Boutique equity manager Greencape Capital has scored a double ‘gold’ rating, with Morningstar giving Greencape’s Broadcap and High Conviction Australian equity funds its top gong. Morningstar says the funds are “outstanding strategies”, with a number of strengths, including a talented investment team, straightforward process and excellent portfolio construction methodology.
Morningstar says portfolio managers Matthew Ryland and David Pace are among the best stock-pickers in the Australian market.
Ryland and Pace manage small portfolios. The Broadcap fund has $310 million of funds under management and the High Conviction fund $364 million. Greencape was launched in 2006.
Morningstar says the investment team uses a straightforward fundamental bottom-up approach, focusing on a company’s business franchise and management. Companies are assessed on four factors: shareholder stewardship, business evaluation, market milestones and valuation.

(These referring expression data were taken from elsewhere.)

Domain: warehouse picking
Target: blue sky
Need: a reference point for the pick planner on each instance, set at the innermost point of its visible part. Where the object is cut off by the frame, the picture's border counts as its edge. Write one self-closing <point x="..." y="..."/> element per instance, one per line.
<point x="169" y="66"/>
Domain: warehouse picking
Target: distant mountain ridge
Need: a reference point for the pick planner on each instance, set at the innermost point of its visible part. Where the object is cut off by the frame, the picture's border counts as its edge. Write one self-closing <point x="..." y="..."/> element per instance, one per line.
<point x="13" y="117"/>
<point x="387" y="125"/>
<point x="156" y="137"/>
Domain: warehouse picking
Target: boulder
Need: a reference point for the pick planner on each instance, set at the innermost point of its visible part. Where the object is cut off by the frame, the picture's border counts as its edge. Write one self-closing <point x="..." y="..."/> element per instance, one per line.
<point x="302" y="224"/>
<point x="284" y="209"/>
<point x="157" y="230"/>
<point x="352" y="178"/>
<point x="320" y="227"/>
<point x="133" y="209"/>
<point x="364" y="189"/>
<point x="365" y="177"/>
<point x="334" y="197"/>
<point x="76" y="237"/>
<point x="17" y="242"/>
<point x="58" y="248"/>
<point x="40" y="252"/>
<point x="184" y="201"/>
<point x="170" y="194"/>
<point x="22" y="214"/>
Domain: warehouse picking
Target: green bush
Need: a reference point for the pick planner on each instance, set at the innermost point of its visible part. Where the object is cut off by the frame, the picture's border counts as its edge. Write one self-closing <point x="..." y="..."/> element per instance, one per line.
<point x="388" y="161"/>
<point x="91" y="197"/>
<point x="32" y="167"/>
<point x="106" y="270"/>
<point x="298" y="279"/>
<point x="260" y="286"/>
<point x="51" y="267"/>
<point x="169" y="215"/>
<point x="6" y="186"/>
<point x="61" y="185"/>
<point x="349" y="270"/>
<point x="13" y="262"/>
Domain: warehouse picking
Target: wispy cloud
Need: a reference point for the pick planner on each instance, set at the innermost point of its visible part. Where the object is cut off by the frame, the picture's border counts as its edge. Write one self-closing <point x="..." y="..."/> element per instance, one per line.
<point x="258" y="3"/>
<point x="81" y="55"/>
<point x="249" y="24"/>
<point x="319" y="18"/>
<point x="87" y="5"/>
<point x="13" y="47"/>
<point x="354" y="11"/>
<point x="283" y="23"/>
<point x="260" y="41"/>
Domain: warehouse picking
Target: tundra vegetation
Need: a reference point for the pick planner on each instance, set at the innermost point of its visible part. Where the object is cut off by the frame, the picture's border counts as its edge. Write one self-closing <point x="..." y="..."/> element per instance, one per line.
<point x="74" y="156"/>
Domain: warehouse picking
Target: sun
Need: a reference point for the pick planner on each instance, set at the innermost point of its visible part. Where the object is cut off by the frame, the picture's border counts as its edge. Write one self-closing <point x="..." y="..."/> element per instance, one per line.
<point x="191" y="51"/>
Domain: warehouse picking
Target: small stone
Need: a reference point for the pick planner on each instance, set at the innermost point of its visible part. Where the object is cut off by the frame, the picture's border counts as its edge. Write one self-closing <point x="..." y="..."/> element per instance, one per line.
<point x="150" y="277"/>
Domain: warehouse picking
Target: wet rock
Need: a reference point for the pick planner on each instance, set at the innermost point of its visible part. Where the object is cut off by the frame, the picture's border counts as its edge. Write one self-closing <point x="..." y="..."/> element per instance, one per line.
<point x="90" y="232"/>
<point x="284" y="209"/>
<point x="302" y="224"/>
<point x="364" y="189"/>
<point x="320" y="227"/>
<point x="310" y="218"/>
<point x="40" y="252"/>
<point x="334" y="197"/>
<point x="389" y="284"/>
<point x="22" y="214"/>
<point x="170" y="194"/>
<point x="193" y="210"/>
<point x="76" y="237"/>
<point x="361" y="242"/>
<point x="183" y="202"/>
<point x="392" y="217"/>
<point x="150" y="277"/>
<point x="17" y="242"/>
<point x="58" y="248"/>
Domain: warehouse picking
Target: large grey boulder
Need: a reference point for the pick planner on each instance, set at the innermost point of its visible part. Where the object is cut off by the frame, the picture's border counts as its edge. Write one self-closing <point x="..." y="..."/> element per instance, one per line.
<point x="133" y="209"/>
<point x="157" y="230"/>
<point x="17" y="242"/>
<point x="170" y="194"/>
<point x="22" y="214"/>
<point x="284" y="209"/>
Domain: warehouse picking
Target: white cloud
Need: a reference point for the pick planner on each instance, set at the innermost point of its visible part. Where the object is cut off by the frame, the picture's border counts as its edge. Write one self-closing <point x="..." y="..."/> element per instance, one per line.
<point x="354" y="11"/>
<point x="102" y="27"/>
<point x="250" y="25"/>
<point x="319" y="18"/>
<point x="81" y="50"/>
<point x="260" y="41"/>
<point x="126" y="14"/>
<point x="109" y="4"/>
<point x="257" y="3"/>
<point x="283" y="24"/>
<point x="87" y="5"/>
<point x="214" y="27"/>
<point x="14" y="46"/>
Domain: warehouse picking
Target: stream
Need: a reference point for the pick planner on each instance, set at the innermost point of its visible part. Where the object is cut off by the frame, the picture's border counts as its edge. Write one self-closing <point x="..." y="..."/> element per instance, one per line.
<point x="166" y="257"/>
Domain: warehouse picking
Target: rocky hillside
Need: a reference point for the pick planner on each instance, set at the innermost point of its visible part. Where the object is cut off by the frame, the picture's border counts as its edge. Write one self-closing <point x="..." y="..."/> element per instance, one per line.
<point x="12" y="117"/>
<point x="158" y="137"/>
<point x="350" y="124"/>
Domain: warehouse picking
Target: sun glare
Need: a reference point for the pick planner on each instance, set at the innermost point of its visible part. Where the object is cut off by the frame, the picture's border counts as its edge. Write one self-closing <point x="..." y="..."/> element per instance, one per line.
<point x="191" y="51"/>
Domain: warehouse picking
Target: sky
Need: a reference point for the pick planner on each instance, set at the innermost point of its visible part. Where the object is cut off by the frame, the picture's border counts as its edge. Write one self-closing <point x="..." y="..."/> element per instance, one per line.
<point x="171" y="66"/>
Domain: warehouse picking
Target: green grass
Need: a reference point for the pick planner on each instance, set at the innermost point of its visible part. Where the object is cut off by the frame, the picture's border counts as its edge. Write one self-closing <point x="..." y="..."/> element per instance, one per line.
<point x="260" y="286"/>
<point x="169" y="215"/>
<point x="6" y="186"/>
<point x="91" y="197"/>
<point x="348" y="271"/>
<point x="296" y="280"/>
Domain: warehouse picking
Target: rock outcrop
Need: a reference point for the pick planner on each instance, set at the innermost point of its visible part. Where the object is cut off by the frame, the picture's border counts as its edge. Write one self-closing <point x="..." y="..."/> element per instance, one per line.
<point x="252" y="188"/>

“No stone is left unturned when the team decides to research a stock, even if that means undertaking an extremely extensive travel program,” it says.
The Broadcap fund’s investment universe includes S&P/ASX 100 companies, plus some ex-100 stocks and up to 10 per cent of the portfolio in overseas stocks.
The strategy has outperformed the S&P/ASX 200 Index in nine of the past 10 years. Active share is typically 45 to 55 per cent.
Since inception in 2006, the fund has produced an average total return of 9.7 per cent a year, compared with the 6 per cent average annual return of the index over the same period.
Over the five years to the end of November, the fund has produced an average return of 13.4 per cent a year, compared with 10.6 per cent for the index.
Over the past three years it has returned 11.4 per cent a year, compared with an index return of 8.7 per cent, and over the past year it has returned 20.9 per cent, compared with a 14.6 per cent index return.
Its three-year risk measure is a standard deviation of 11.1 per cent, a little below the market risk of 11.6 per cent. “It has protected capital better than most during market-wide slumps,” Morningstar says.
While the Broadcap fund holds around 60 stocks, the High Conviction fund has a more concentrated portfolio, with up to 40 stocks. Like the Broadcap fund, it follows a bottom-up process that avoids big sector or thematic bets.
“It has a consistency that few have matched,” Morningstar says. It has outperformed the index in each year since it was launched in 2006, except for 2012 and 2016.
Since inception, it has produced an average return of 9.7 per cent a year, compared with the index return of 6 per cent a year over the same period.
Over the five years to the end of November it has returned 12.4 per cent a year, compared to the index return of 10.6 per cent a year.
Over the past three years it has returned 10.3 per cent a year, compared with the index return of 8.7 per cent a year. And over the past year it has returned 21.4 per cent, compared with a 14.6 per cent index return.
Its three-year risk measure is a standard deviation of 11.2 per cent.
Stocks that have contributed to the High Conviction fund’s performance over the past 12 months include A2 Milk, Brinks and Computershare. The Broadcap fund had positive contributions from A2 Milk and Costa Group.